Studio One has been spinning Halfloves since 2015, when they were still going by their previous name, The Olympics. A lot has changed in the interim.
Halfloves hasn't released a full-length project since 2019, with one notable exception. The band participated in various ways on the 2020 independent short film Backlash, which starred familiar character actor Joel Murray, the youngest brother of Bill Murray. Halfloves produced the seven-track score and Roalson even acted in the project. Scenes from that film were supercut together to form the music video for Dazer’s “A Little Lie.”
But singles ... singles they’ve got. The band has released several singles in the six years since Dazer, including the sugary pop hit “Bass Drum” and their most recent, likely-to-get-a-knowing-nod-from-Jack-White rocker, “Just Wanna Sleep.”
“We kept writing songs,” said Roalson, “and were a little bit more loose with maybe some of the qualifiers or stylistic compatibility. Those conversations about, does this song fit with us? With these other songs? We were really open with it. And it was a fun process. We still play a lot of those songs live. In this past year and a half, we have more focused around trying to write songs, more specifically for a third album.”
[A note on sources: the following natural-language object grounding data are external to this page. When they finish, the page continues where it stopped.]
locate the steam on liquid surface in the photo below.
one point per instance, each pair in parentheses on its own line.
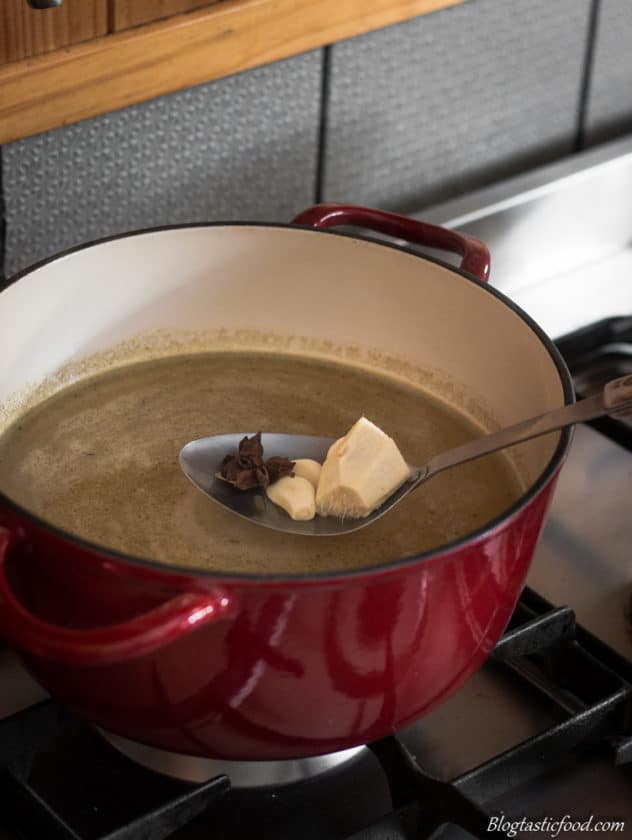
(100,459)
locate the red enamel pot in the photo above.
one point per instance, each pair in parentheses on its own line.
(254,667)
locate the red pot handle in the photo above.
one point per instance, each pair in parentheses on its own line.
(476,259)
(116,643)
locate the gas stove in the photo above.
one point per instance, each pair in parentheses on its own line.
(539,742)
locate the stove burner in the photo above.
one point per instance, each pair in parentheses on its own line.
(242,774)
(594,355)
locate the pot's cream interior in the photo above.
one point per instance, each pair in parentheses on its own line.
(286,290)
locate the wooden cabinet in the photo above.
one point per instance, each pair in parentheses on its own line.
(88,57)
(128,13)
(25,32)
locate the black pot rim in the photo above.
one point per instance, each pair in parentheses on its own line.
(472,538)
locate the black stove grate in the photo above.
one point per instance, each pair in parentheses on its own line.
(108,797)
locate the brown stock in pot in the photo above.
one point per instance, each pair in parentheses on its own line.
(99,459)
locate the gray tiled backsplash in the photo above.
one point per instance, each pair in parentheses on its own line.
(242,147)
(438,105)
(609,112)
(417,113)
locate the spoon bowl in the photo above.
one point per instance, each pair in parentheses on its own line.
(201,460)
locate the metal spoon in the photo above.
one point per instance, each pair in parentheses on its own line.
(200,460)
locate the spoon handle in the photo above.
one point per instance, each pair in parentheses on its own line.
(616,396)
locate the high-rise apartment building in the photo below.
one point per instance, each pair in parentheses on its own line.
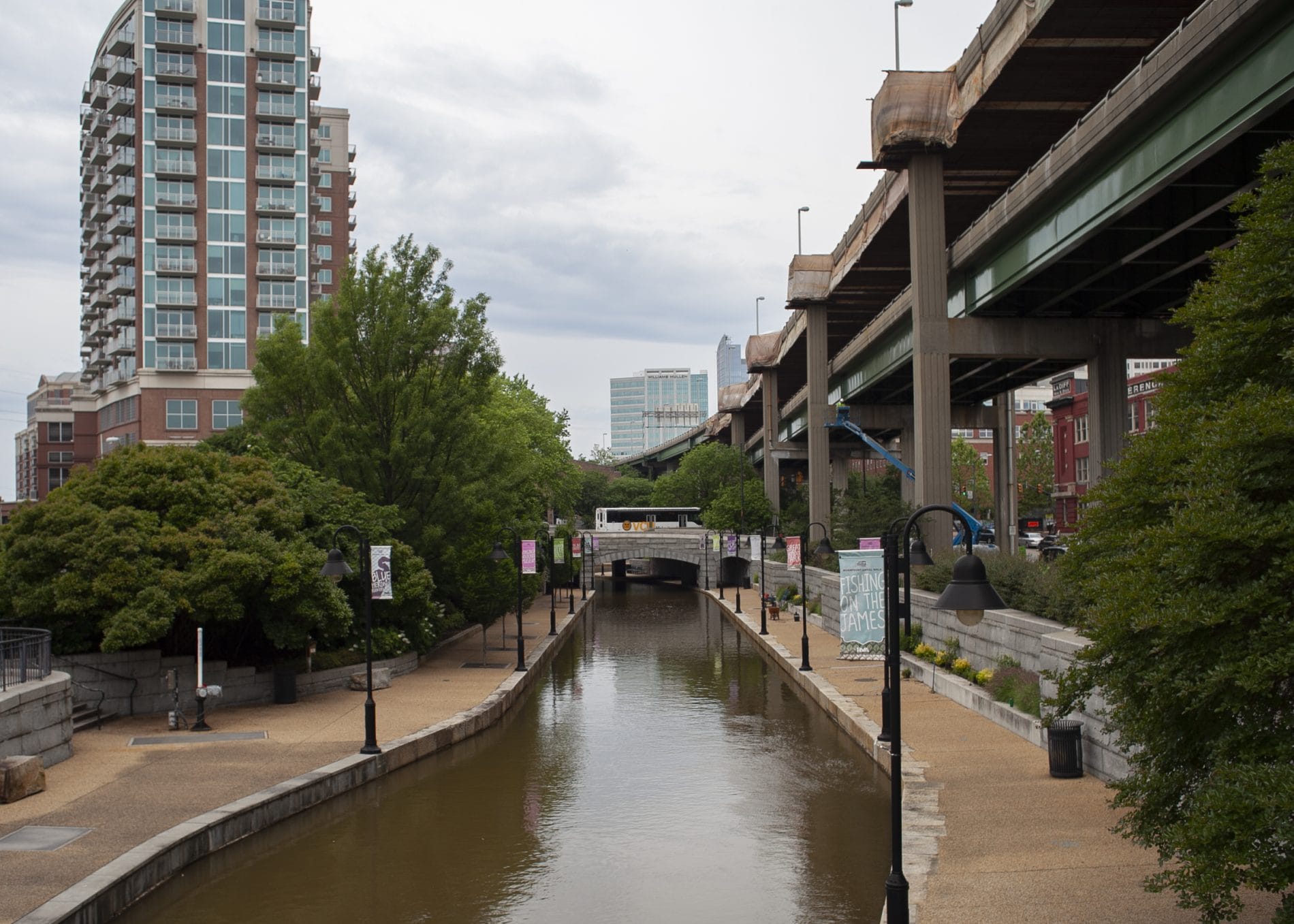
(654,407)
(215,204)
(730,368)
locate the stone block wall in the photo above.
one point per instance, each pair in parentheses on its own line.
(37,720)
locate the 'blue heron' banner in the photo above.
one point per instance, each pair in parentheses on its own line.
(862,605)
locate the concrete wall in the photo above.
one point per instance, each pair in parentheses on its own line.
(240,685)
(37,720)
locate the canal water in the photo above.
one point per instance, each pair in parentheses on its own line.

With a third album in the works, we’ve got our eyes and ears firmly pointed at Halfloves.
The Halfloves 10th anniversary show takes place at Gabe’s in Iowa City on Friday, March 6, with openers James Tutson and Anthony Worden & The Illiterati. Both Polk and Roalson promise that, to close out their celebration of all things self-titled, they’ll be performing several never-before-heard songs.